The houses of the James Bond actors differ from what the character Bond would own

I argued earlier this week James Bond is an international figure who doesn’t fit the sentimental idea of home. But here is a look at the homes of the actors who have played James Bond – and they seem to be more of the conventional movie star type of home. In other words, big Hollywood mansions. So it appears the actors who play Bond tend to have the kinds of homes that Bond himself would not want to be tied down to as he worked missions around the globe.

Don’t dress yourself in a McMansion wardrobe

I’ve seen the concept of a McMansion tied to several other consumer items like SUVs, fast food, and RVs (see my McMansion article for some other examples). But, I have never seen it applied to clothing:

Unlike most leading men who dress like they’re drawing up plans for a McMansion, starting with casual, often gaudy pieces and trying for respectability solely through the price tags and their all too transparent attempts at blustering nonchalance, Mr. Lewis always begins with the right foundation: tailored elements. Often the subsequent scarves upon scarves, organ grinder hats, and lurid color pairings can lead him into dangerous, Elton John lawn party, territory but when he keeps it simple and allows the vintage inspired DDL flair to remain in the details, great things happen. For example this sharp to lethal, flannel, pinstriped, DB, suit that he’s paired with a very subtle spotted tie and this optic herringbone top coat that gets turned out with woven fedora that looks like it’s gotten just the right amount of stomping.
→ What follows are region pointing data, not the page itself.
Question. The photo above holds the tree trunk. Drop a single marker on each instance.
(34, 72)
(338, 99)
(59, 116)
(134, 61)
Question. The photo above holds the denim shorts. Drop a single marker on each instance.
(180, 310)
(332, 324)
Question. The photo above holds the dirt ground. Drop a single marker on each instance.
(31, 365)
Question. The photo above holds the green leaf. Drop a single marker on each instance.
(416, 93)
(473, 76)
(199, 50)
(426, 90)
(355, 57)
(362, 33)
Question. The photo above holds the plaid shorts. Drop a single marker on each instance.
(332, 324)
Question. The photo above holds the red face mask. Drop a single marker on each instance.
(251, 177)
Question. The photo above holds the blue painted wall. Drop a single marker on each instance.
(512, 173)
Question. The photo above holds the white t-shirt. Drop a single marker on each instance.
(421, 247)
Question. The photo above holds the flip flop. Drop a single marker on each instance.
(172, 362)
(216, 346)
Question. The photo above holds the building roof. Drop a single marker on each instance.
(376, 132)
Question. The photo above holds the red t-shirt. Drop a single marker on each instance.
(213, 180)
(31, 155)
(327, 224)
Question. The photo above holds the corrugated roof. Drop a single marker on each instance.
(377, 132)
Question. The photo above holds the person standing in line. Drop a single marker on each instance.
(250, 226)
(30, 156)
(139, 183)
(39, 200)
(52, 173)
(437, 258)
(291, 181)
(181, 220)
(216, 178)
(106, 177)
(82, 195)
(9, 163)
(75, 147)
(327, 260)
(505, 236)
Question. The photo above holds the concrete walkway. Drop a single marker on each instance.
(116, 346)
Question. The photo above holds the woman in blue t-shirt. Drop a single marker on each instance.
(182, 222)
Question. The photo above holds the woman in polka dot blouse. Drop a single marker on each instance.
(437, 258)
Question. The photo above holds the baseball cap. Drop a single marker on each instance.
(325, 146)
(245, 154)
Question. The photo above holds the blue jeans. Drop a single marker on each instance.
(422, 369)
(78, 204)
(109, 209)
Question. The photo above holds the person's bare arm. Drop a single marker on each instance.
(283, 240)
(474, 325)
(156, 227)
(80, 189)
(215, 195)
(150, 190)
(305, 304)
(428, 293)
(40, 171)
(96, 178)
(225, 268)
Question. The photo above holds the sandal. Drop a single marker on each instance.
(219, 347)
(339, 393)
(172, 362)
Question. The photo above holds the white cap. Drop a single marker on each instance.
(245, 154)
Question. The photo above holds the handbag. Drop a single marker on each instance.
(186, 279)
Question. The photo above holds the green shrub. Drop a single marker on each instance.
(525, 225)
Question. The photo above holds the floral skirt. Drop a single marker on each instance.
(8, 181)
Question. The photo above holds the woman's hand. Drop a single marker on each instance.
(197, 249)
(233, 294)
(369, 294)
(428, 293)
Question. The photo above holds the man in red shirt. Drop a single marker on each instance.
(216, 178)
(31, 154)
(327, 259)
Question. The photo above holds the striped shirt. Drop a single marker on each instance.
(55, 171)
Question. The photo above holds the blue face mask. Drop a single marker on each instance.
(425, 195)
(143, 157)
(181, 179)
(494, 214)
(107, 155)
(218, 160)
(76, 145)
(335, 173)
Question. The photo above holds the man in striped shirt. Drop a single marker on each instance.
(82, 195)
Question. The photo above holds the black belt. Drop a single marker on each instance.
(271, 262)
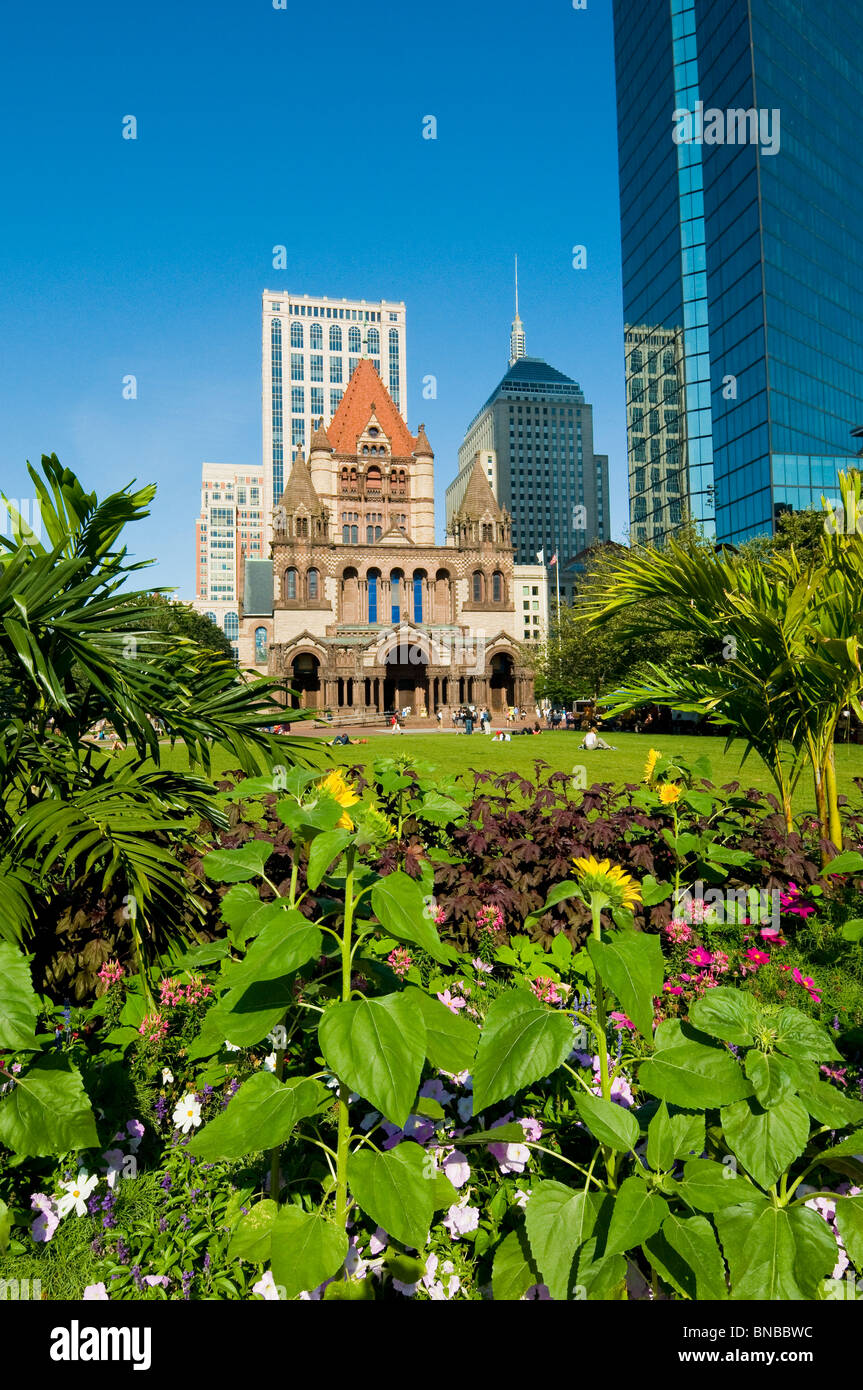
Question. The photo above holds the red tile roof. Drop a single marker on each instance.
(367, 395)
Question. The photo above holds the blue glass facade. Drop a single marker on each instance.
(742, 253)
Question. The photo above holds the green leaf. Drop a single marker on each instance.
(378, 1047)
(238, 865)
(239, 902)
(260, 1116)
(638, 1214)
(631, 963)
(305, 1250)
(766, 1141)
(18, 1002)
(286, 943)
(698, 1269)
(802, 1037)
(831, 1107)
(662, 1147)
(710, 1187)
(557, 1222)
(849, 1223)
(694, 1075)
(395, 1187)
(847, 862)
(653, 891)
(557, 894)
(47, 1109)
(450, 1039)
(773, 1076)
(607, 1122)
(513, 1269)
(521, 1043)
(323, 851)
(599, 1278)
(774, 1253)
(253, 1232)
(399, 905)
(730, 1015)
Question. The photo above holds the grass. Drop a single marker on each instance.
(453, 754)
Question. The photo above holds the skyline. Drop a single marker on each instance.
(149, 256)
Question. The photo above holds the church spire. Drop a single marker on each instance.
(517, 348)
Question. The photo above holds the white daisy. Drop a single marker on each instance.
(186, 1114)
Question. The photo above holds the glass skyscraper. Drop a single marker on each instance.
(742, 256)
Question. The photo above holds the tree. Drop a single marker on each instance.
(70, 658)
(159, 613)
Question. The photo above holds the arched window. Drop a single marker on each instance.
(395, 592)
(373, 595)
(418, 581)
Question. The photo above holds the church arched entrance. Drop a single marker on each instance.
(502, 681)
(305, 681)
(406, 681)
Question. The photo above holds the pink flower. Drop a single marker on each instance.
(462, 1219)
(621, 1022)
(699, 957)
(154, 1027)
(758, 957)
(453, 1002)
(489, 919)
(545, 990)
(399, 961)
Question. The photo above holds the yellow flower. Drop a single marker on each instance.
(341, 791)
(602, 876)
(653, 756)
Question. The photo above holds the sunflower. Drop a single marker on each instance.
(337, 787)
(605, 877)
(653, 756)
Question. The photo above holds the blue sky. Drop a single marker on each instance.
(260, 127)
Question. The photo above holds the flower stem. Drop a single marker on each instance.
(343, 1141)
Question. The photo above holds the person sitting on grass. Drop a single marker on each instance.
(592, 740)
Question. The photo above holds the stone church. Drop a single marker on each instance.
(359, 609)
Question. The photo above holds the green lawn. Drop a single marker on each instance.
(455, 754)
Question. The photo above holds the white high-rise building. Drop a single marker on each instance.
(310, 349)
(228, 531)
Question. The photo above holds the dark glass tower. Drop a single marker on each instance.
(742, 256)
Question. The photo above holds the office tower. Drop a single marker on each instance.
(534, 441)
(742, 257)
(228, 531)
(311, 346)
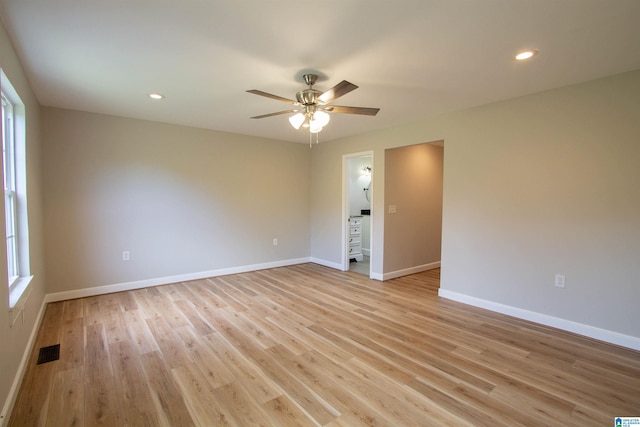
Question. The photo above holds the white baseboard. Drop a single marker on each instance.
(128, 286)
(411, 270)
(22, 368)
(544, 319)
(326, 263)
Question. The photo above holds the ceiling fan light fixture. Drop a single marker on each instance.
(297, 120)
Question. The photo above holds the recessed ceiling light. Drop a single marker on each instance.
(526, 54)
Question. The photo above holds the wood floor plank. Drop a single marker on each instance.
(308, 345)
(66, 406)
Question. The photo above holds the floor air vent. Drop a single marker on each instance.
(49, 354)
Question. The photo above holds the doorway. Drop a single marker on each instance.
(358, 195)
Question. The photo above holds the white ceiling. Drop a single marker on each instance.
(411, 58)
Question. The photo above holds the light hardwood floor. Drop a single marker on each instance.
(307, 345)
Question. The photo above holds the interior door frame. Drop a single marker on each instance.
(346, 206)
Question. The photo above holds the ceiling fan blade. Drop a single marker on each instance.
(269, 95)
(337, 91)
(352, 110)
(275, 114)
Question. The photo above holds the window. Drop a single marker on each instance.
(9, 167)
(15, 197)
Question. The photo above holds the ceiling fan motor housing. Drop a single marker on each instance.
(308, 96)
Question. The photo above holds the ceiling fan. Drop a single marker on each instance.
(314, 105)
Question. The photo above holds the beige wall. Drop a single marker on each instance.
(413, 185)
(536, 186)
(181, 200)
(14, 339)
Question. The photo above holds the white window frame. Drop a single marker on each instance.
(10, 195)
(15, 181)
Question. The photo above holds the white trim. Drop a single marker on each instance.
(128, 286)
(330, 264)
(411, 270)
(376, 276)
(544, 319)
(22, 368)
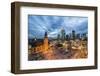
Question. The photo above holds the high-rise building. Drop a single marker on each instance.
(63, 34)
(46, 42)
(67, 37)
(73, 35)
(58, 37)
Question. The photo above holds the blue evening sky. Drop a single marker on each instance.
(38, 24)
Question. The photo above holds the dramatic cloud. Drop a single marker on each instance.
(38, 24)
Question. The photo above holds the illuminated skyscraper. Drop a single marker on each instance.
(45, 42)
(63, 34)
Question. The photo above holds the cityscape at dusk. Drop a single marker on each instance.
(57, 37)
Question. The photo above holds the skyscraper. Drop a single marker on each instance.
(63, 34)
(46, 42)
(73, 35)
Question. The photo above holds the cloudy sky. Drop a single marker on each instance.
(38, 24)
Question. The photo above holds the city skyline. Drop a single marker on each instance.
(38, 25)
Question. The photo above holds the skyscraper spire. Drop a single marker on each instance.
(46, 34)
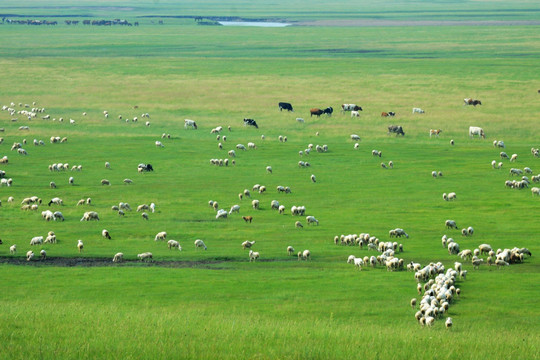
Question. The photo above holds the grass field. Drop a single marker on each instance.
(215, 303)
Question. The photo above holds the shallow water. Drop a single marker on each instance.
(253, 23)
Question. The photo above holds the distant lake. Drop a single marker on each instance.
(252, 23)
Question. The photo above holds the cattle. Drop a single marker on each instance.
(396, 129)
(285, 106)
(475, 130)
(328, 111)
(435, 132)
(190, 123)
(250, 122)
(350, 107)
(470, 101)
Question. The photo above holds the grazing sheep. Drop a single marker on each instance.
(142, 207)
(36, 240)
(29, 255)
(200, 244)
(290, 250)
(90, 215)
(304, 255)
(253, 255)
(173, 244)
(106, 234)
(221, 214)
(147, 256)
(56, 201)
(57, 215)
(247, 244)
(118, 257)
(162, 235)
(448, 323)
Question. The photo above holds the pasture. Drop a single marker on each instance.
(215, 303)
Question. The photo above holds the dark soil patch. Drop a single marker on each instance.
(102, 262)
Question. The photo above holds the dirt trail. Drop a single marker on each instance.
(374, 23)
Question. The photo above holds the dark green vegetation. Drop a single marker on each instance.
(215, 304)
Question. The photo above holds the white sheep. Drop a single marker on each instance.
(304, 255)
(199, 244)
(173, 244)
(36, 240)
(57, 215)
(290, 250)
(90, 215)
(234, 208)
(162, 235)
(118, 257)
(105, 233)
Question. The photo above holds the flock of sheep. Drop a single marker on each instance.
(436, 282)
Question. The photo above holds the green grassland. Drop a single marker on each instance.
(215, 303)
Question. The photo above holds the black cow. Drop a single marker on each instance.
(396, 129)
(285, 106)
(250, 122)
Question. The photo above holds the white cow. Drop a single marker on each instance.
(475, 130)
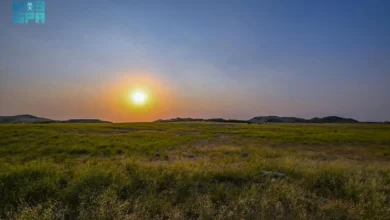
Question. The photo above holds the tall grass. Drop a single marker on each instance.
(196, 171)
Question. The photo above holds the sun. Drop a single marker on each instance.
(139, 97)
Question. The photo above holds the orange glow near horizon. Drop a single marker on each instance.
(138, 96)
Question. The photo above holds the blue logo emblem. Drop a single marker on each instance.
(28, 12)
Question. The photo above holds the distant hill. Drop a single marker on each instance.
(30, 119)
(268, 119)
(329, 119)
(85, 121)
(200, 119)
(23, 119)
(264, 119)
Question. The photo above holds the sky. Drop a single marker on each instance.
(202, 59)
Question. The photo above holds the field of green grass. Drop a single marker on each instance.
(195, 171)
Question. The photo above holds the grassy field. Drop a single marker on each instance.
(195, 171)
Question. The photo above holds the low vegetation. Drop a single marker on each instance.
(195, 170)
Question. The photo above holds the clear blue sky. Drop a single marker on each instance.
(231, 59)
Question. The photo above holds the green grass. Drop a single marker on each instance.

Here is the argument: like the McMansion homeowner, the McMansion wardrobe owner emphasizes flash over substance, quick impressions over long-term gravity and style, big features and brands rather than quality and cohesion. In contrast, Daniel Day-Lewis knows how to dress in a way that matches his often lauded acting.

Things I want to know about this idea of McMansion wardrobes:

1. What clothing styles are more McMansion-like? It is about what is popular? Does it have to be tailored?

2. What brands are tied to these McMansion ideas? Are these upstart brands and designers?

3. Which leading men dress more like McMansions? I’ve heard about celebrity best/worst dressed lists but I’ve never seen a connection to McMansions. Are less “serious” actors more likely to be tied to McMansion wardrobes?

4. How does one best acquire non-McMansions tastes? Does this come with the proper training and childhood or is it a function of having enough money to spend?

Movie stars: the political comments you make before your movie releases will affect who will see the film

Last November, The Hollywood Reporter reported that Republicans and Democrats like different primetime television shows. A new survey now shows that political affiliation of the viewer affects how much the political views of major movie actors influences movie-going behavior:

With Dolphin Tale opening with a strong $19.2 million that first weekend and finishing No. 1 with $13.9 million in its second, the financial impact of Freeman’s comments is hard to quantify. But they did have an effect. In a far-ranging poll Penn Schoen Berland conducted for The Hollywood Reporter of 1,000 registered voters to gauge moviegoing tendencies of Democrats vs. Republicans, it’s clear political allegiances have shifted entertainment viewing habits. Jon Penn, the firm’s president of media and entertainment research, says that before Freeman’s words, interest in Dolphin Tale was considerably higher among conservatives and religious moviegoers than among liberals. After the remarks, 34 percent of the conservatives who were aware of them, and 37 percent of Tea Partiers, said they were less likely to see the film — but 42 percent of liberals said they were more likely. (Five days after Freeman’s remarks, 24 percent of all moviegoers were aware of them.)

In fact, overall, 35 percent of Republicans and 45 percent of Tea Partiers consider a celebrity’s political position before paying to see their films, compared with 20 percent of Democrats.

Many exhibitors say privately that they cringe when a star waxes politically just before one of their movies opens — like when, seven weeks before Contagion, Matt Damon attended a Save Our Schools march where some attendees compared Republicans to “terrorists.” Videos of Damon mocking conservatives for their fiscal policies spread like wildfire on the Internet.

I suppose we shouldn’t be too surprised at this information since we hear all the time about our overly partisan public sphere.

If this is true, should movie actors muzzle themselves and avoid sharing their political opinions? Why do movie actors often share this information while sports stars are more demure about this topic?

It would be interesting to know exactly why Republicans let these political actions and views affect them. Has this always been the case? Is this due to the commonly heard idea that Hollywood is a liberal place pushing liberal ideas? Do most Republicans think Hollywood puts out “enough” family-friendly or conservative-friendly films – do they really want to go to the movies more and the content is simply lacking? What are the movies most loved by Republicans and Democrats? (The article suggests people of both parties “say comedy is their favorite genre, popcorn is their favorite theater snack, Forrest Gump is their preferred blockbuster and Indiana Jones is their favorite action hero.” Now that’s bi-partisanship!)